HPI KEEPS THE FAITH

Hotel Property Investments has struck a decided vote of confidence in the sector, turning its nose up at a revised takeover offer by real estate investment giant Charter Hall and sometimes partner Hostplus.

Australia’s last remaining listed pub landlord, Hotel Property Investments (ASX:HPI) holds a portfolio of 59 venues, all leased to Queensland Venue Company (QVC), the joint venture between Coles’ former Spirit Hotels and Australian Venue Co, and valued at around $1.3 billion.

In September Charter Hall Retail REIT and pension fund Hostplus joined forces to attempt a buyout of HPI at $3.65 a share, valuing the company at A$717 million.

HPI rejected the offer, on the basis it was an insufficient premium to the current share price, and amounted to nearly 10 per cent devaluing of its net tangible assets.

The company’s average share price over the prior year stood around $2.80, with a low in October 2023 of $2.53. The week following the offer saw circa 7.1 million shares bought and sold in roughly equal quantities, which was 29 times the usual daily average, implying a lot of investors thought the refusal a bad idea and a lot tipping the offer would improve.

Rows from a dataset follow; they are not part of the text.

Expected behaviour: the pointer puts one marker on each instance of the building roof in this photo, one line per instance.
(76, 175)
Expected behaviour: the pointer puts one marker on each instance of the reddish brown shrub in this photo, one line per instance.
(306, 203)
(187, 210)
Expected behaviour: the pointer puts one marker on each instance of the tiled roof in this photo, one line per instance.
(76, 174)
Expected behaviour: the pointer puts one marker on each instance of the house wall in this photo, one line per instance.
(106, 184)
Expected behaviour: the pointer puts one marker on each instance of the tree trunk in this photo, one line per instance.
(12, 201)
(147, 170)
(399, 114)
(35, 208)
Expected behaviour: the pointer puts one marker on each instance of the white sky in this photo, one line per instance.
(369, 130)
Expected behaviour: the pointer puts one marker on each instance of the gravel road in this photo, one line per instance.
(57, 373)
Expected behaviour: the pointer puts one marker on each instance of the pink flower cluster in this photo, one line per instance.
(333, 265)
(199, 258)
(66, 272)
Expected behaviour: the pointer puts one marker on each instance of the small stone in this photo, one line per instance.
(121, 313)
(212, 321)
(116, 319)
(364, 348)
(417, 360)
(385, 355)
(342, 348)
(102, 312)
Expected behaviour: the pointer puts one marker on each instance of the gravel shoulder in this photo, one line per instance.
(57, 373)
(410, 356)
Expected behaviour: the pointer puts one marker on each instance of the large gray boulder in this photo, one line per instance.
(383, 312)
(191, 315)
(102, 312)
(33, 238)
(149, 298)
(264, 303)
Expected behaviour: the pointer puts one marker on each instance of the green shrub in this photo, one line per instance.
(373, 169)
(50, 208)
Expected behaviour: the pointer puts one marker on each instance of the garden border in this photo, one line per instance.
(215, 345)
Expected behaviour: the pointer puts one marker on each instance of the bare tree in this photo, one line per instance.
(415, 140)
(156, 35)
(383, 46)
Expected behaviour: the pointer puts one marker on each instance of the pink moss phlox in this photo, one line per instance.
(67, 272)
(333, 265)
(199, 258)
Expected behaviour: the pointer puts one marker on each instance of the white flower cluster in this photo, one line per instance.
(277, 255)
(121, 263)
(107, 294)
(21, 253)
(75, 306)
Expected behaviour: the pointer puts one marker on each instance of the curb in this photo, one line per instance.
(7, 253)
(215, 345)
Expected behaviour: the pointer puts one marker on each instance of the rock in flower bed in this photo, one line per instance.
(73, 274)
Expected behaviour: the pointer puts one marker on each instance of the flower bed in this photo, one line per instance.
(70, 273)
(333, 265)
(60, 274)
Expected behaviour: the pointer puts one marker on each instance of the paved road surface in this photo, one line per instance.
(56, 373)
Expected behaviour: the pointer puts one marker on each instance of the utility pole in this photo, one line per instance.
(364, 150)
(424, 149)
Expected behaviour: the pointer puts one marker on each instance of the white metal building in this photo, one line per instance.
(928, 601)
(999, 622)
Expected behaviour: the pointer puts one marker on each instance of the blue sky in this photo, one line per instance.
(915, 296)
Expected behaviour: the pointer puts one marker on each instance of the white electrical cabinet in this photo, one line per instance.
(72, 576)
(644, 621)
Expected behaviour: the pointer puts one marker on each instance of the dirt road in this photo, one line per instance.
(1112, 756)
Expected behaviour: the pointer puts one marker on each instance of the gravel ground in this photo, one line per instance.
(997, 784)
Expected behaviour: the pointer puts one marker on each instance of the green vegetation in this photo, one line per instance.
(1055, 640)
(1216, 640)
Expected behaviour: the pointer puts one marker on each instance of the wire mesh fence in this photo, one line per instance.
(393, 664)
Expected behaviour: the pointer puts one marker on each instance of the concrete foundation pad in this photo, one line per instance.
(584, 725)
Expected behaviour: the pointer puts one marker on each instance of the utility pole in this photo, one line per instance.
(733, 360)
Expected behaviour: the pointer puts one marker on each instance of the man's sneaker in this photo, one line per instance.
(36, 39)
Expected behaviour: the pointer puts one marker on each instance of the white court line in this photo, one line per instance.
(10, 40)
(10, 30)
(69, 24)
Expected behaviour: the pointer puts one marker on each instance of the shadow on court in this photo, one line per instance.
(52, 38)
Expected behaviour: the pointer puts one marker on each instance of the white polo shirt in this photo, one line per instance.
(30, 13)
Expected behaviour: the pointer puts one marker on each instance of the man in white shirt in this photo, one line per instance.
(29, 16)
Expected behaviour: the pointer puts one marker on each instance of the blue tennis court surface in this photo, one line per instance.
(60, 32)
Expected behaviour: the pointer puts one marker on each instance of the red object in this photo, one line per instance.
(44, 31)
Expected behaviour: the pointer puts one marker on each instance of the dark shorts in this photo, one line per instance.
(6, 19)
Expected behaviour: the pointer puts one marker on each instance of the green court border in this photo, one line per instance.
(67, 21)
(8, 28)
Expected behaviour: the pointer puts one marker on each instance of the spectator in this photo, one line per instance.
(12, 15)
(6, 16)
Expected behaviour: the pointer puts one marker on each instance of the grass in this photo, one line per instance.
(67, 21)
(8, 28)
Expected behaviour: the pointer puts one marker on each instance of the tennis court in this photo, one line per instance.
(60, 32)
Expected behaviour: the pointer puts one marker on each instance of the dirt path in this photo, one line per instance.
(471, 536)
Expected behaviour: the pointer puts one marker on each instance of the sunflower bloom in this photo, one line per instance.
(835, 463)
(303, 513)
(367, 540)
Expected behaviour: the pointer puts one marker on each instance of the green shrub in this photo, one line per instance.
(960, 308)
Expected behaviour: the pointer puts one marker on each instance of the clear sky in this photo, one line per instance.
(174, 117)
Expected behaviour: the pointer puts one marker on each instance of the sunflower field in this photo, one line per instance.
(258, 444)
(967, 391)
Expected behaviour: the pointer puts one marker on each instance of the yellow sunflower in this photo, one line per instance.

Last week the companies boosted their bid for HPI, from A$3.65 to A$3.85 per share – an increase of 5.4 per cent, valuing it at A$756 million.

HPI shares had gained around eight per cent since the first offer. The new figure represented a further 2.4 per cent premium to Thursday’s closing price, and 10.6 per cent more than its close prior to the first offer.

Charter Hall Retail REIT (Real Estate Investment Trust) touts its interest in retail assets backed by long leases, counting shopping centres, convenience stores, childcare and petrol stations, and has come to view pubs in the same light. It became Australia’s largest pubs landlord in 2021 after teaming with Hostplus to buy the former ASX-listed ALE Group for $1.7 billion.

CHRR notes its revised offer is in fact a 17.7 per cent premium to the “undisturbed” value of HPI shares back in March, before it and Hosplus acquired nearly 15 per cent and revealed the likely direction they were taking.

The pair became HPI’s largest shareholder in March, holding a combined stake of roughly 18.5 per cent, but the takeover requires a minimum of 50.1 per cent from HPI unitholders to succeed.

This revised offer was declared to be “best and final”.

While HPI returned a prudent response that it would review the proposal, it holds its original stance and sustains its own confidence.

“The board maintains its previously stated position that there is no reason to sell the portfolio in the absence of a compelling offer.”

Trading at $3.76 on Thursday, today HPI’s share price had fallen over six per cent, to $3.53.

But bolstering its decision, following $100 million in debt refinancing, the company has reaffirmed its distribution guidance for FY25 of at least 19.7c per unit, which is a healthy 3.7 per cent increase from last year and almost exactly in line with inflation over the period.